Neural networks are ensembles

Ensembles of neural networks have shown remarkable performance in domains such as natural language processing, image recognition, and many others. The two composing techniques are interesting in their own rights: ensemble techniques have a rich history and theoretical understanding, while neural networks provide a general framework for solving complex tasks across many domains at scale.

Coincidentally, an ensemble of neural networks whose outputs are linearly combined is also a neural network. With that definition in mind, we seek to answer the question: Can we learn a neural network architecture as an ensemble of subnetworks? And can we adaptively learn such an ensemble with fewer trainable parameters and that performs better than any single neural network trained end-to-end?

The AdaNet algorithm

The AdaNet algorithm works as follows: a generator iteratively creates a set of candidate base learners to consider including in the final ensemble. How these base learners are trained is left completely up to the user, but generally they are trained to optimize some common loss function such as cross-entropy loss or mean squared error. At every iteration, the trained base learners then evaluated on their ability to minimize the AdaNet objective $F$, and the best one is included in the final ensemble.

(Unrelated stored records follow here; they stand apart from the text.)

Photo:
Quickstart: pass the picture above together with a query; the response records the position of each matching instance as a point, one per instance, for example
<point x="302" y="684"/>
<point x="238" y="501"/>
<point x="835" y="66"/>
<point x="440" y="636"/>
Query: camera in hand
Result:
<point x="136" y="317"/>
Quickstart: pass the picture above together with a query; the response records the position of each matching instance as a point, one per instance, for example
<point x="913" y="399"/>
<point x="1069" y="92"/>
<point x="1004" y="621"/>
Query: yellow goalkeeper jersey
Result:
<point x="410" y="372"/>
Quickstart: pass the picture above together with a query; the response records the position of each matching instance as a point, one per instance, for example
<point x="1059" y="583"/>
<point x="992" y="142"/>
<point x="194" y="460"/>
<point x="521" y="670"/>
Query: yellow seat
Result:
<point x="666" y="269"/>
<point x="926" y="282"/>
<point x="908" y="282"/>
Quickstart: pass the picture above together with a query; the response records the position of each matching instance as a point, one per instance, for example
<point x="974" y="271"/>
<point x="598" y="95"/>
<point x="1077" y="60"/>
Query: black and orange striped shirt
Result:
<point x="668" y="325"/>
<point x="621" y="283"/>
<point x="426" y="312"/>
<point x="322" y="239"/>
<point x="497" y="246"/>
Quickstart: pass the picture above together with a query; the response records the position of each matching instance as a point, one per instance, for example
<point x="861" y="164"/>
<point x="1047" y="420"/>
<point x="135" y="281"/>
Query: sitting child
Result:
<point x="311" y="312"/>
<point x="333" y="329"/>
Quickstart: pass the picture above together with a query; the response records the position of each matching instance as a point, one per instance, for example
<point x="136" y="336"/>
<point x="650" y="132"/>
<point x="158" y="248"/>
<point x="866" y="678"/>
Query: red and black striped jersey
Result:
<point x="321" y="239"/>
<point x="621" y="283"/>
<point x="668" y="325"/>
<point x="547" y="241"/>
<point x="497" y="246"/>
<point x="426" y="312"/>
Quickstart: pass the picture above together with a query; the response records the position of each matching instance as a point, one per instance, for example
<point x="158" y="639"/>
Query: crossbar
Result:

$$\begin{aligned} &F\left ( w \right ) = \frac{1}{m} \sum_{i=0}^{N-1} \Phi \left (\sum_{j=0}^{N-1}w_jh_j(x_i), y_i \right ) + \sum_{j=0}^{N-1} \left (\lambda r(h_j) + \beta \right )\left | w_j \right |\ &\text{where }w_j \text{ is the weight of model } j \text{’s contribution to the ensemble,}\ &h_j \text{ is model } j,\ &\Phi \text{ is the loss function,}\ &r(h_j) \text{ is model } j\text{’s complexity, and}\ &\lambda \text{ and } \beta \text{ are tunable hyperparameters.} \end{aligned}$$

For every iteration after the first, the generator can generate neural networks based on the current state of the ensemble. This allows AdaNet to create complex structures or use advanced techniques for training candidates so that they will most significantly improve the ensemble. For an optimization example, knowledge distillation [Hinton et al., ‘15] is a technique that uses a teacher network’s logits as the ground-truth when computing the loss of a trainable student network, and is shown to produce students that perform better than a identical network trained without. At every iteration, we can use the current ensemble as a teacher network and the candidates as students, to obtain base learners that perform better, and significantly improve the performance of the final ensemble.